General practice doctors failing to provide optimal treatment for heart disease patients
General practice management of patients with cardiovascular disease (CVD) is "suboptimal," with only 57% of patients with established CVD prescribed the guideline-recommended treatments, according research published today by the Medical Journal of Australia.
Researchers led by Associate Professor Charlotte Hespe, Head of General Practice and General Practice Research for the University of Notre Dame in Sydney, examined implementation of the 2012 CVD treatment guidelines in general practice by analyzing baseline electronic medical record (eMR) data from 102,225 patients from 95 general practices in four states and territories.
They found that 10,631 (10.4%) had established CVD and 12,983 (12.7%) had clinically high risk conditions; the estimated CVD risk was high for 2,760 (2.7%) and low or intermediate for 46,205 people (45.2%), while the available eMR data were inadequate for estimating risk for 29,645 participants (29%).
"Among patients with established CVD, 6,038 (56.8%) had been prescribed the guideline-recommended treatments; blood pressure targets had been achieved by 4,114 patients (38.7%) and low-density lipoproteins (LDL) targets by 5,645 (53.1%)," Hespe and colleagues found.
"Among the 15,743 patients at high CVD risk, 6,486 (41.2%) were prescribed recommended treatments; 8,988 (57.1%) had achieved blood pressure targets and 5,714 (36.3%) LDL-C targets."

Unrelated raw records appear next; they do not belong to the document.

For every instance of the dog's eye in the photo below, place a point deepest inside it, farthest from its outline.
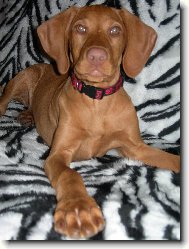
(81, 29)
(115, 30)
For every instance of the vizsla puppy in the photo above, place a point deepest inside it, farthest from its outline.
(74, 114)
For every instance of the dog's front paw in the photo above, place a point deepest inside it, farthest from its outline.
(78, 218)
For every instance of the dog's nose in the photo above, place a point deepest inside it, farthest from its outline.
(96, 55)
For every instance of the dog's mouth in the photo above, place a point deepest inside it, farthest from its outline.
(94, 74)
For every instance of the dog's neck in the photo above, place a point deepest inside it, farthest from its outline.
(95, 92)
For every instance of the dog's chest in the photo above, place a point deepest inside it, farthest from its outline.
(98, 136)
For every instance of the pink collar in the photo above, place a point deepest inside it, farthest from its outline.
(95, 92)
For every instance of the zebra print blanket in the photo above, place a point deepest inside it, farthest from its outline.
(138, 202)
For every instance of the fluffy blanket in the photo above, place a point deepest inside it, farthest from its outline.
(138, 202)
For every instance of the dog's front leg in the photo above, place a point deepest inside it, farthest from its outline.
(77, 215)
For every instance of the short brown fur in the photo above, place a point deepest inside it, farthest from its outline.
(78, 127)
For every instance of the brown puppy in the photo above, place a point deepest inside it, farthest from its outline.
(73, 118)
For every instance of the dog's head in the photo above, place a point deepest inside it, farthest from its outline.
(95, 40)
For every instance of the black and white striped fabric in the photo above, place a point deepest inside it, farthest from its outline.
(138, 202)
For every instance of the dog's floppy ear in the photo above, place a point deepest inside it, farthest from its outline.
(53, 35)
(140, 42)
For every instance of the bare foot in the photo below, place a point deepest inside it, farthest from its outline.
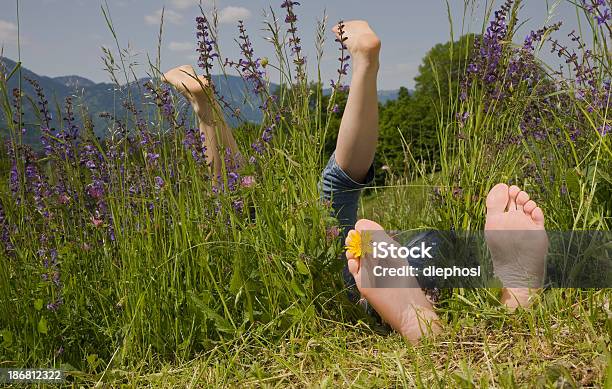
(195, 88)
(406, 309)
(218, 136)
(361, 41)
(519, 255)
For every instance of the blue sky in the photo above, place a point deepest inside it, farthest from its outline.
(62, 37)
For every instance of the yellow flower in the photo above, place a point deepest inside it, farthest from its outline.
(357, 244)
(353, 245)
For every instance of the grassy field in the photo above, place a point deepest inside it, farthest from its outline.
(124, 263)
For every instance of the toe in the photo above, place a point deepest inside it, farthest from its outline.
(367, 225)
(353, 266)
(538, 216)
(513, 194)
(521, 200)
(497, 199)
(529, 207)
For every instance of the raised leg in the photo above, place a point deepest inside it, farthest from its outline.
(217, 133)
(358, 133)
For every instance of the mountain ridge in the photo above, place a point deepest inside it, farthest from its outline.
(103, 97)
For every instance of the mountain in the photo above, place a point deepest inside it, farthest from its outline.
(95, 98)
(75, 82)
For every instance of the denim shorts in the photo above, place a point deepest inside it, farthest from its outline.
(343, 192)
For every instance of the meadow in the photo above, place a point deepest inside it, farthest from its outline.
(125, 263)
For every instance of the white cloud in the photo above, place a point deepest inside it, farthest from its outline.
(181, 46)
(184, 4)
(170, 16)
(233, 14)
(8, 32)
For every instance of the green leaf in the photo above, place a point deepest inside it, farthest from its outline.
(297, 288)
(572, 180)
(42, 326)
(302, 268)
(91, 359)
(7, 338)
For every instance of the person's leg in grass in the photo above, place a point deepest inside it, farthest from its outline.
(518, 243)
(217, 134)
(407, 309)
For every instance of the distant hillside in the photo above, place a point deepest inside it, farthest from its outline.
(95, 98)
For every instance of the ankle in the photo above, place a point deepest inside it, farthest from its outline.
(366, 65)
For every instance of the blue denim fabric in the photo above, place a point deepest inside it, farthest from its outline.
(344, 194)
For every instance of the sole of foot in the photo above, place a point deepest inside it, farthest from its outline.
(518, 243)
(187, 82)
(361, 41)
(405, 309)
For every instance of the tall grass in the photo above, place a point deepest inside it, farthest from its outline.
(124, 252)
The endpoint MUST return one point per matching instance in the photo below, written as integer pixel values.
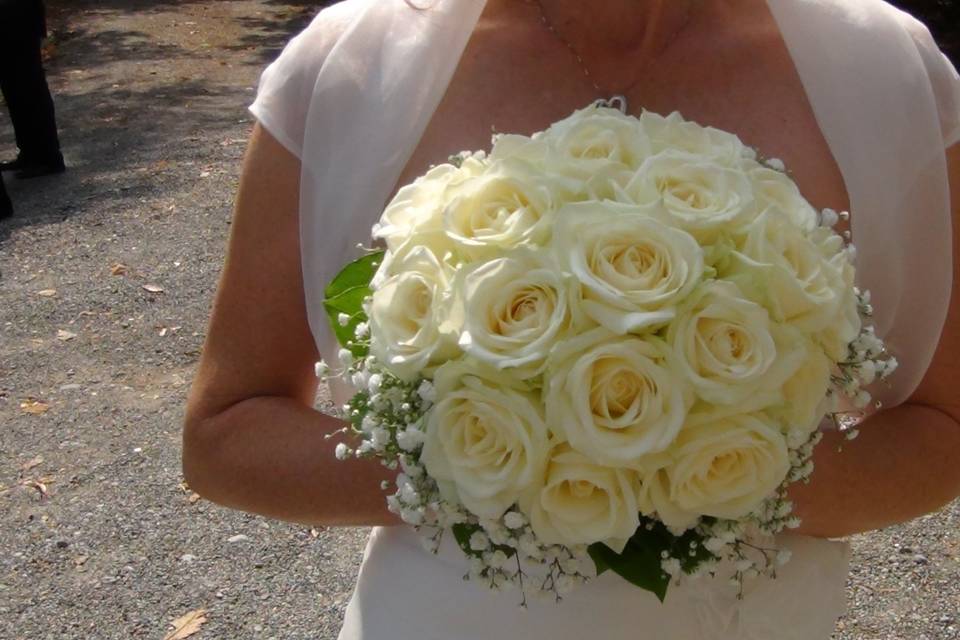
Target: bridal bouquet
(606, 346)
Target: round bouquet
(606, 346)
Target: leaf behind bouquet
(345, 295)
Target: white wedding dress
(351, 96)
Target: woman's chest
(749, 88)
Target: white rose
(594, 138)
(722, 468)
(789, 272)
(511, 311)
(846, 324)
(582, 502)
(723, 344)
(405, 314)
(673, 132)
(632, 269)
(804, 393)
(509, 205)
(695, 193)
(614, 398)
(414, 217)
(775, 189)
(486, 442)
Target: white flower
(800, 279)
(593, 139)
(804, 394)
(723, 344)
(582, 502)
(723, 468)
(405, 316)
(672, 132)
(693, 193)
(374, 382)
(615, 398)
(426, 391)
(415, 215)
(772, 188)
(479, 541)
(321, 369)
(829, 217)
(485, 442)
(409, 439)
(511, 311)
(514, 520)
(867, 371)
(632, 270)
(508, 205)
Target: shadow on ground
(137, 86)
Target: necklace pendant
(613, 102)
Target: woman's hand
(906, 461)
(251, 438)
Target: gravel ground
(107, 276)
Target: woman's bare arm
(251, 438)
(906, 461)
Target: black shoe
(6, 207)
(37, 169)
(12, 165)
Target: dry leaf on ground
(187, 625)
(35, 407)
(39, 486)
(30, 464)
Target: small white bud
(479, 541)
(775, 163)
(829, 217)
(322, 369)
(514, 520)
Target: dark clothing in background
(6, 207)
(23, 81)
(23, 15)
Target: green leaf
(358, 273)
(345, 294)
(638, 564)
(462, 532)
(596, 552)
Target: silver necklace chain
(617, 101)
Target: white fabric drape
(351, 97)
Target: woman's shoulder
(877, 45)
(312, 45)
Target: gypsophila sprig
(638, 318)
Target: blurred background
(106, 276)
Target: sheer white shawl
(352, 95)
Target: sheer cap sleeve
(286, 86)
(944, 80)
(886, 101)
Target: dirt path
(107, 276)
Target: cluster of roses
(618, 317)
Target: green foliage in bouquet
(345, 295)
(640, 562)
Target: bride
(853, 95)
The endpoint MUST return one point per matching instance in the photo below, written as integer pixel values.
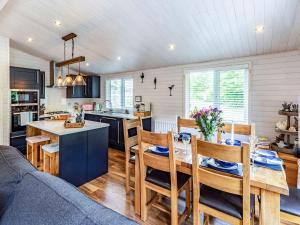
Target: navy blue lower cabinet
(83, 156)
(97, 153)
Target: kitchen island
(83, 152)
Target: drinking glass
(253, 142)
(186, 140)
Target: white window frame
(123, 79)
(247, 66)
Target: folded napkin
(223, 166)
(271, 163)
(159, 150)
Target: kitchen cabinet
(116, 133)
(42, 84)
(91, 90)
(24, 78)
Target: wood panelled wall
(274, 78)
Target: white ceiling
(140, 30)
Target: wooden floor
(109, 190)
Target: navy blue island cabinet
(83, 152)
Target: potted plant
(209, 121)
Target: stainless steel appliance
(24, 109)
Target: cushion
(163, 179)
(291, 204)
(44, 199)
(13, 166)
(225, 202)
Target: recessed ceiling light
(57, 23)
(171, 47)
(259, 28)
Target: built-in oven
(24, 109)
(24, 97)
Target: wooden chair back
(241, 129)
(239, 185)
(148, 159)
(187, 123)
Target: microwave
(24, 97)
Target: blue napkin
(223, 166)
(184, 133)
(236, 142)
(271, 163)
(159, 150)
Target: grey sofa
(29, 197)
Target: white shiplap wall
(4, 91)
(274, 78)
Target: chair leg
(127, 176)
(174, 207)
(144, 208)
(188, 198)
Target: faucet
(110, 109)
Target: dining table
(266, 183)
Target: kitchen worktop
(57, 126)
(113, 114)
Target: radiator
(162, 126)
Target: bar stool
(33, 146)
(51, 158)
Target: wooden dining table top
(260, 177)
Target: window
(226, 89)
(120, 92)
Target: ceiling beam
(71, 61)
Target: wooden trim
(71, 61)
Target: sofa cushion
(13, 166)
(291, 203)
(44, 199)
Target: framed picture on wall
(138, 98)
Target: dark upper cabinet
(91, 90)
(23, 78)
(42, 84)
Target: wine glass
(186, 140)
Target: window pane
(233, 102)
(201, 89)
(115, 93)
(128, 95)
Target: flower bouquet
(209, 121)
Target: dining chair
(187, 123)
(241, 129)
(130, 140)
(290, 206)
(158, 174)
(219, 194)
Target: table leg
(269, 208)
(137, 188)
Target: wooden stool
(33, 144)
(51, 158)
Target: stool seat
(37, 139)
(51, 148)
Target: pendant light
(68, 82)
(79, 80)
(60, 80)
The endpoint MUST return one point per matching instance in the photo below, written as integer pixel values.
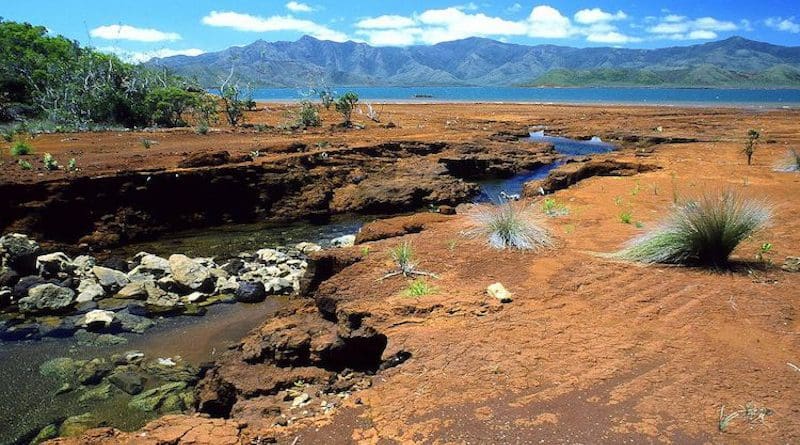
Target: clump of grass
(419, 288)
(551, 207)
(403, 256)
(511, 225)
(703, 231)
(21, 148)
(791, 163)
(49, 162)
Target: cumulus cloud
(127, 32)
(678, 27)
(597, 15)
(143, 56)
(781, 24)
(298, 7)
(252, 23)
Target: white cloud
(781, 24)
(678, 27)
(143, 56)
(386, 22)
(548, 22)
(127, 32)
(597, 15)
(252, 23)
(298, 7)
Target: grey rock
(46, 298)
(111, 280)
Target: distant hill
(483, 62)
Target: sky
(143, 29)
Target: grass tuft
(791, 163)
(703, 231)
(511, 225)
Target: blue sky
(146, 28)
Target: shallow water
(491, 189)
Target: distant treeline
(55, 79)
(698, 77)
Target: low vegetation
(512, 225)
(703, 231)
(791, 162)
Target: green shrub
(419, 288)
(510, 225)
(703, 231)
(791, 163)
(21, 148)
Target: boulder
(46, 298)
(128, 381)
(97, 319)
(499, 292)
(190, 273)
(251, 292)
(111, 280)
(19, 252)
(89, 290)
(344, 241)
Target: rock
(19, 252)
(134, 323)
(77, 425)
(47, 298)
(249, 292)
(45, 434)
(93, 371)
(97, 319)
(344, 241)
(128, 381)
(306, 247)
(189, 273)
(499, 292)
(97, 394)
(134, 291)
(791, 264)
(111, 280)
(89, 290)
(52, 264)
(152, 264)
(153, 400)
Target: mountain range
(309, 62)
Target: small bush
(703, 231)
(791, 163)
(510, 225)
(49, 162)
(419, 288)
(21, 148)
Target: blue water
(490, 189)
(639, 96)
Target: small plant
(510, 225)
(49, 162)
(345, 105)
(791, 163)
(419, 288)
(403, 256)
(551, 207)
(703, 231)
(750, 144)
(21, 148)
(308, 116)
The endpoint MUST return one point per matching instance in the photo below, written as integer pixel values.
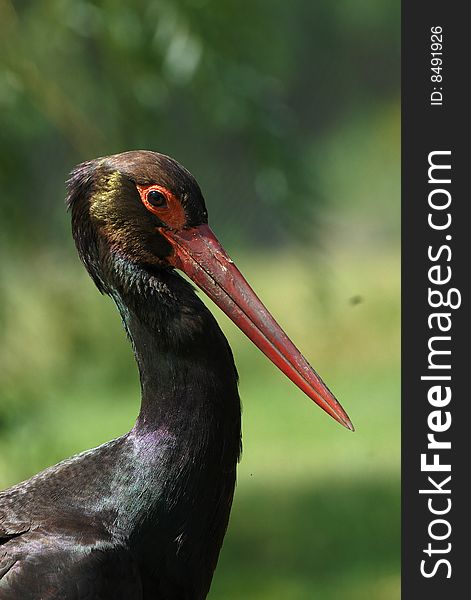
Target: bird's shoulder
(42, 565)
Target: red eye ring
(156, 199)
(163, 204)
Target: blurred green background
(288, 115)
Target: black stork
(144, 516)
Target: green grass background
(316, 512)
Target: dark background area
(288, 116)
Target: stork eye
(156, 199)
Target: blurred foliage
(288, 115)
(243, 95)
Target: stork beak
(197, 252)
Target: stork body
(144, 516)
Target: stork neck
(188, 377)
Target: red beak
(198, 253)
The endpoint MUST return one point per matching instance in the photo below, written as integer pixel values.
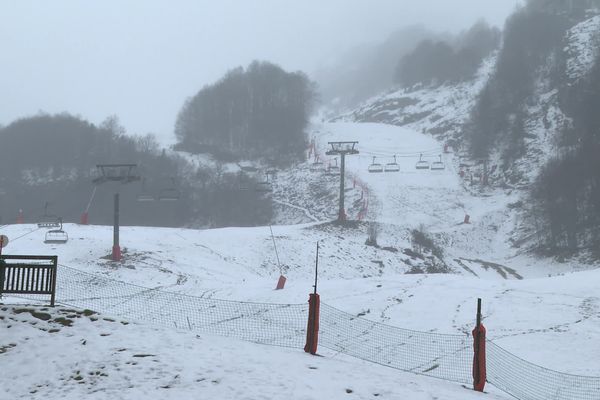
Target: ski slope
(97, 357)
(551, 321)
(544, 312)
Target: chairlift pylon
(56, 236)
(375, 167)
(438, 165)
(393, 166)
(316, 166)
(333, 170)
(422, 164)
(144, 196)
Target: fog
(141, 59)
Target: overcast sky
(141, 59)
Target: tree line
(52, 159)
(435, 62)
(565, 196)
(258, 112)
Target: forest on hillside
(258, 112)
(565, 197)
(49, 164)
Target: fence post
(312, 330)
(314, 303)
(479, 367)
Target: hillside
(540, 130)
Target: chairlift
(316, 166)
(170, 193)
(264, 186)
(438, 165)
(56, 236)
(375, 167)
(422, 164)
(333, 170)
(243, 182)
(48, 221)
(393, 166)
(144, 196)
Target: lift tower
(341, 149)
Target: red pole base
(281, 282)
(116, 256)
(312, 330)
(479, 367)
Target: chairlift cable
(28, 233)
(87, 209)
(276, 252)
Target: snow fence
(447, 357)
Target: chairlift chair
(438, 165)
(56, 236)
(316, 166)
(375, 167)
(422, 164)
(243, 182)
(392, 167)
(48, 221)
(264, 186)
(170, 193)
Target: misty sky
(141, 59)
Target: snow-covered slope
(552, 321)
(439, 110)
(71, 354)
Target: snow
(581, 48)
(98, 357)
(549, 320)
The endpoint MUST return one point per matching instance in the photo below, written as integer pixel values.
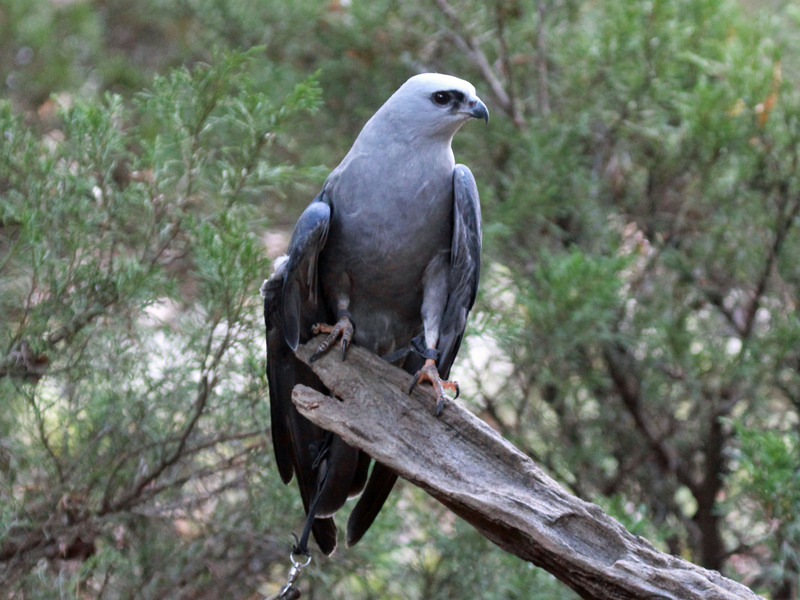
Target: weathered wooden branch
(483, 478)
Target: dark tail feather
(380, 484)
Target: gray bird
(386, 255)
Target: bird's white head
(433, 103)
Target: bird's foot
(429, 372)
(343, 327)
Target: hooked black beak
(478, 110)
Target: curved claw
(430, 373)
(414, 382)
(343, 327)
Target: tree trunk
(483, 478)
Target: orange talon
(429, 372)
(343, 327)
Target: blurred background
(637, 327)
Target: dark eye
(441, 98)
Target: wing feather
(465, 265)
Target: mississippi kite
(387, 255)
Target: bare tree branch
(480, 476)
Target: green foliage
(636, 330)
(133, 345)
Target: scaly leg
(429, 372)
(343, 327)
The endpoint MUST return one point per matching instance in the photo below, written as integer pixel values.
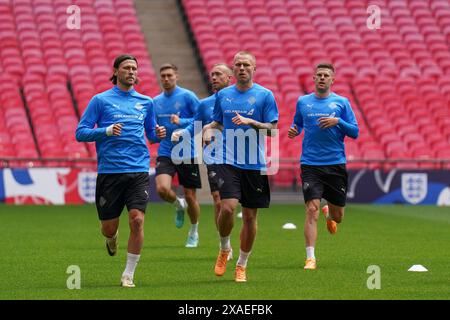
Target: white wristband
(109, 130)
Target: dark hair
(325, 65)
(117, 63)
(168, 66)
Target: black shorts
(188, 174)
(328, 182)
(116, 190)
(250, 187)
(213, 178)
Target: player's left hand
(325, 122)
(175, 119)
(240, 120)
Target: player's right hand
(160, 132)
(293, 132)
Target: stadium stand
(50, 71)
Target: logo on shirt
(251, 100)
(333, 105)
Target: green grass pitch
(39, 243)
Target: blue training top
(183, 103)
(244, 146)
(127, 152)
(324, 146)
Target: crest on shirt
(251, 100)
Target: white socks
(310, 253)
(132, 260)
(243, 257)
(225, 243)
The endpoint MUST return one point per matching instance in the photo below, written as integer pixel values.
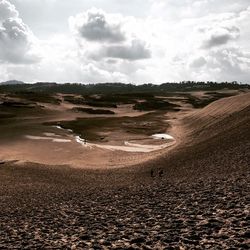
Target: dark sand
(201, 202)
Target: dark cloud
(135, 51)
(220, 36)
(94, 26)
(198, 62)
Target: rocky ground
(71, 209)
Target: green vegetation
(156, 104)
(93, 111)
(207, 99)
(120, 88)
(90, 128)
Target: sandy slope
(201, 202)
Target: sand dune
(201, 202)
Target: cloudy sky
(127, 41)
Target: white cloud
(219, 36)
(7, 10)
(138, 41)
(16, 39)
(96, 25)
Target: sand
(200, 202)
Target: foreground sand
(201, 202)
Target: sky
(137, 41)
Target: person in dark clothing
(160, 172)
(152, 173)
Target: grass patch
(90, 128)
(93, 111)
(155, 104)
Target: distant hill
(11, 82)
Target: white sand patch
(59, 127)
(31, 137)
(51, 134)
(163, 137)
(83, 142)
(129, 147)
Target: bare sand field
(201, 201)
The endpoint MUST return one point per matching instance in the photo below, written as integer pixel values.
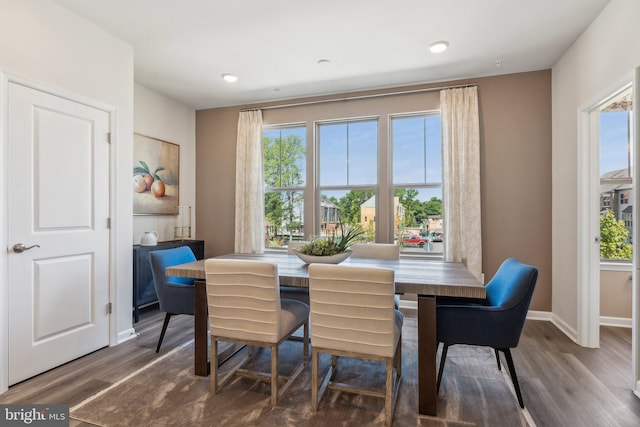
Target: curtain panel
(249, 226)
(461, 177)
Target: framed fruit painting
(156, 176)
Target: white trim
(635, 303)
(127, 335)
(4, 278)
(588, 277)
(565, 328)
(618, 322)
(616, 266)
(539, 315)
(588, 261)
(408, 304)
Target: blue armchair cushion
(175, 294)
(495, 322)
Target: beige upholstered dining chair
(353, 315)
(377, 251)
(245, 307)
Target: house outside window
(417, 182)
(354, 173)
(347, 173)
(616, 185)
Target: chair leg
(443, 358)
(388, 398)
(397, 358)
(314, 380)
(274, 374)
(164, 329)
(305, 341)
(214, 366)
(514, 377)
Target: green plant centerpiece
(330, 249)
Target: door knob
(19, 247)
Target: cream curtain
(461, 177)
(249, 184)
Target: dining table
(427, 278)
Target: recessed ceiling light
(438, 47)
(231, 78)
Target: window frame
(426, 185)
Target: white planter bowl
(329, 259)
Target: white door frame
(5, 79)
(588, 271)
(588, 250)
(635, 310)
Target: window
(348, 177)
(347, 154)
(285, 151)
(417, 182)
(624, 198)
(616, 186)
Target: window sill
(616, 266)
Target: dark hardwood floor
(563, 384)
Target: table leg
(427, 347)
(201, 347)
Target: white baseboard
(408, 304)
(620, 322)
(127, 335)
(539, 315)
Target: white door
(58, 202)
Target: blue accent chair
(175, 294)
(495, 322)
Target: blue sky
(613, 141)
(412, 163)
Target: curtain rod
(352, 98)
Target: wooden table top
(412, 275)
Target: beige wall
(615, 294)
(164, 118)
(515, 117)
(599, 62)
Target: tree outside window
(284, 175)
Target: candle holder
(183, 223)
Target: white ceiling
(182, 47)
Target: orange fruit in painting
(139, 184)
(149, 180)
(157, 188)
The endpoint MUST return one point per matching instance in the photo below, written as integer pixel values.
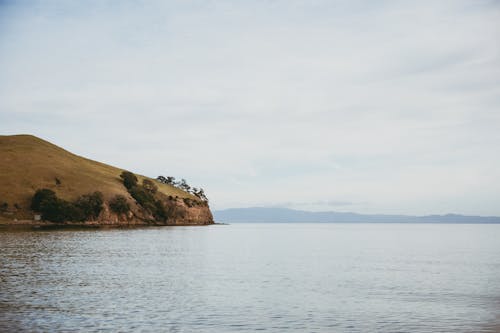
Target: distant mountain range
(285, 215)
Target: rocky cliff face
(179, 213)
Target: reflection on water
(248, 277)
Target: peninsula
(42, 184)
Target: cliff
(28, 163)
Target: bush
(40, 196)
(53, 209)
(119, 204)
(58, 210)
(149, 186)
(160, 212)
(129, 179)
(143, 198)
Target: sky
(365, 106)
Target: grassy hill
(28, 163)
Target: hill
(285, 215)
(28, 163)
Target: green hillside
(28, 163)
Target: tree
(129, 179)
(161, 179)
(41, 196)
(119, 204)
(149, 186)
(91, 205)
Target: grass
(28, 163)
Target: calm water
(248, 277)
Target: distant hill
(285, 215)
(28, 163)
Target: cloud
(391, 106)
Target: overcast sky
(364, 106)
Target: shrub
(58, 210)
(160, 212)
(129, 179)
(149, 186)
(143, 198)
(90, 205)
(40, 196)
(119, 204)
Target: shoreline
(44, 225)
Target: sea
(286, 277)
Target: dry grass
(28, 163)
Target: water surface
(248, 277)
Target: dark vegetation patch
(86, 207)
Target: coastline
(45, 225)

Hespe and colleagues wrote that: "Our findings indicate that primary care management of patients with CVD is sub-optimal."
"Adopting the absolute risk assessment approach has not improved adherence to management guidelines, similar to the experience in Europe, Canada, and the United Kingdom. GPs play essential roles in identifying patients at risk of CVD and managing their treatment, but ensuring their adherence to evidence-based recommendations is challenging," they concluded.
"While risk assessment tools are important, overcoming patient, GP, and health system barriers to changes in care delivery will be critical to progress."